🤖 AI Summary
This paper addresses the Attribute Community Search (ACS) problem—discovering cohesive subgraphs that simultaneously satisfy structural cohesiveness and attribute similarity. We introduce prompt learning to ACS for the first time, proposing PromptACS: a novel framework that designs query-dependent structured prompt tokens to dynamically enhance graph connectivity among relevant nodes, and employs alternating training with a divide-and-conquer strategy for efficient, scalable graph neural network optimization. Extensive experiments across nine real-world datasets and three query types demonstrate an average 22% improvement in F1-score over state-of-the-art methods. Our key contributions are: (1) the first application of prompt learning to ACS; (2) a learnable, query-aware graph structure enhancement mechanism; and (3) a solution that jointly achieves high accuracy, computational efficiency, and scalability.
📝 Abstract
In this paper, we propose PLACE (Prompt Learning for Attributed Community Search), an innovative graph prompt learning framework for ACS. Enlightened by prompt-tuning in Natural Language Processing (NLP), where learnable prompt tokens are inserted to contextualize NLP queries, PLACE integrates structural and learnable prompt tokens into the graph as a query-dependent refinement mechanism, forming a prompt-augmented graph.

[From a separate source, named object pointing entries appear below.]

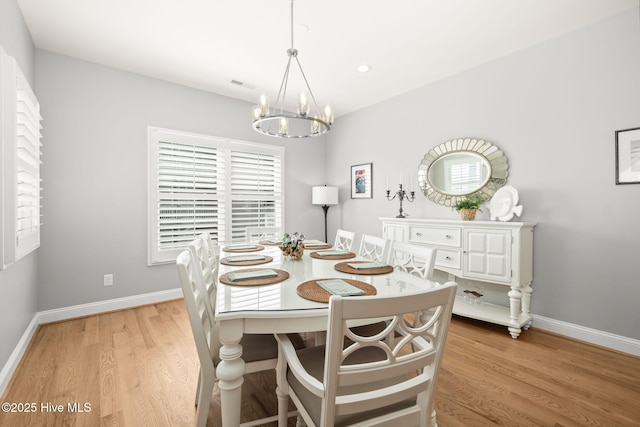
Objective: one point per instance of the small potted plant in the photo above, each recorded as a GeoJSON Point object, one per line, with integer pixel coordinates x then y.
{"type": "Point", "coordinates": [292, 245]}
{"type": "Point", "coordinates": [468, 206]}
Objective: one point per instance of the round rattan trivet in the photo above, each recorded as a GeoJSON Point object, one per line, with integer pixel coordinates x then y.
{"type": "Point", "coordinates": [282, 275]}
{"type": "Point", "coordinates": [312, 291]}
{"type": "Point", "coordinates": [318, 247]}
{"type": "Point", "coordinates": [253, 249]}
{"type": "Point", "coordinates": [266, 259]}
{"type": "Point", "coordinates": [345, 268]}
{"type": "Point", "coordinates": [333, 257]}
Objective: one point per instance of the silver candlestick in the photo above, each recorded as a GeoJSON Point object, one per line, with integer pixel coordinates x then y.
{"type": "Point", "coordinates": [401, 195]}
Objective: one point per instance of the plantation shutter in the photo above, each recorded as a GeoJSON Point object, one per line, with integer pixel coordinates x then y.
{"type": "Point", "coordinates": [20, 145]}
{"type": "Point", "coordinates": [27, 168]}
{"type": "Point", "coordinates": [256, 191]}
{"type": "Point", "coordinates": [199, 183]}
{"type": "Point", "coordinates": [464, 177]}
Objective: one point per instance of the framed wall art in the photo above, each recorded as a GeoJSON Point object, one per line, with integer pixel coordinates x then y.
{"type": "Point", "coordinates": [362, 181]}
{"type": "Point", "coordinates": [628, 156]}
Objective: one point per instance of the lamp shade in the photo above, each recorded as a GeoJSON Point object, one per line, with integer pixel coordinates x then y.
{"type": "Point", "coordinates": [324, 195]}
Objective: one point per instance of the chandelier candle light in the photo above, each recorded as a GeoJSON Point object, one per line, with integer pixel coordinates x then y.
{"type": "Point", "coordinates": [401, 195]}
{"type": "Point", "coordinates": [303, 123]}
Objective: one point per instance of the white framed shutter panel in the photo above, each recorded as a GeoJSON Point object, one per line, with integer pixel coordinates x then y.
{"type": "Point", "coordinates": [256, 190]}
{"type": "Point", "coordinates": [27, 168]}
{"type": "Point", "coordinates": [191, 191]}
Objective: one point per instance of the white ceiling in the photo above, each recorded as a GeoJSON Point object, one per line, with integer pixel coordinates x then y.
{"type": "Point", "coordinates": [207, 43]}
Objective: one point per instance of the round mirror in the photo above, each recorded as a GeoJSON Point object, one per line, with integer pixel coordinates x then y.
{"type": "Point", "coordinates": [460, 167]}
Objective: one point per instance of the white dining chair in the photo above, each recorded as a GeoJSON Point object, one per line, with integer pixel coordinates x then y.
{"type": "Point", "coordinates": [374, 248]}
{"type": "Point", "coordinates": [255, 234]}
{"type": "Point", "coordinates": [414, 259]}
{"type": "Point", "coordinates": [199, 287]}
{"type": "Point", "coordinates": [388, 379]}
{"type": "Point", "coordinates": [345, 240]}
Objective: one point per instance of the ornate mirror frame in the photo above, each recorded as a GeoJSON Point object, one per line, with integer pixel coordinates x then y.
{"type": "Point", "coordinates": [497, 161]}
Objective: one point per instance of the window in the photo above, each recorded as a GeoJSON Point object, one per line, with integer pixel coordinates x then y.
{"type": "Point", "coordinates": [201, 183]}
{"type": "Point", "coordinates": [464, 175]}
{"type": "Point", "coordinates": [20, 161]}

Within this prompt-augmented graph structure, the learned prompt tokens serve as a bridge that strengthens connections between graph nodes for the query, enabling the GNN to more effectively identify patterns of structural cohesiveness and attribute similarity related to the specific query. We employ an alternating training paradigm to optimize both the prompt parameters and the GNN jointly. Moreover, we design a divide-and-conquer strategy to enhance scalability, supporting the model to handle million-scale graphs. Extensive experiments on 9 real-world graphs demonstrate the effectiveness of PLACE for three types of ACS queries, where PLACE achieves higher F1 scores by 22% compared to the state-of-the-arts on average.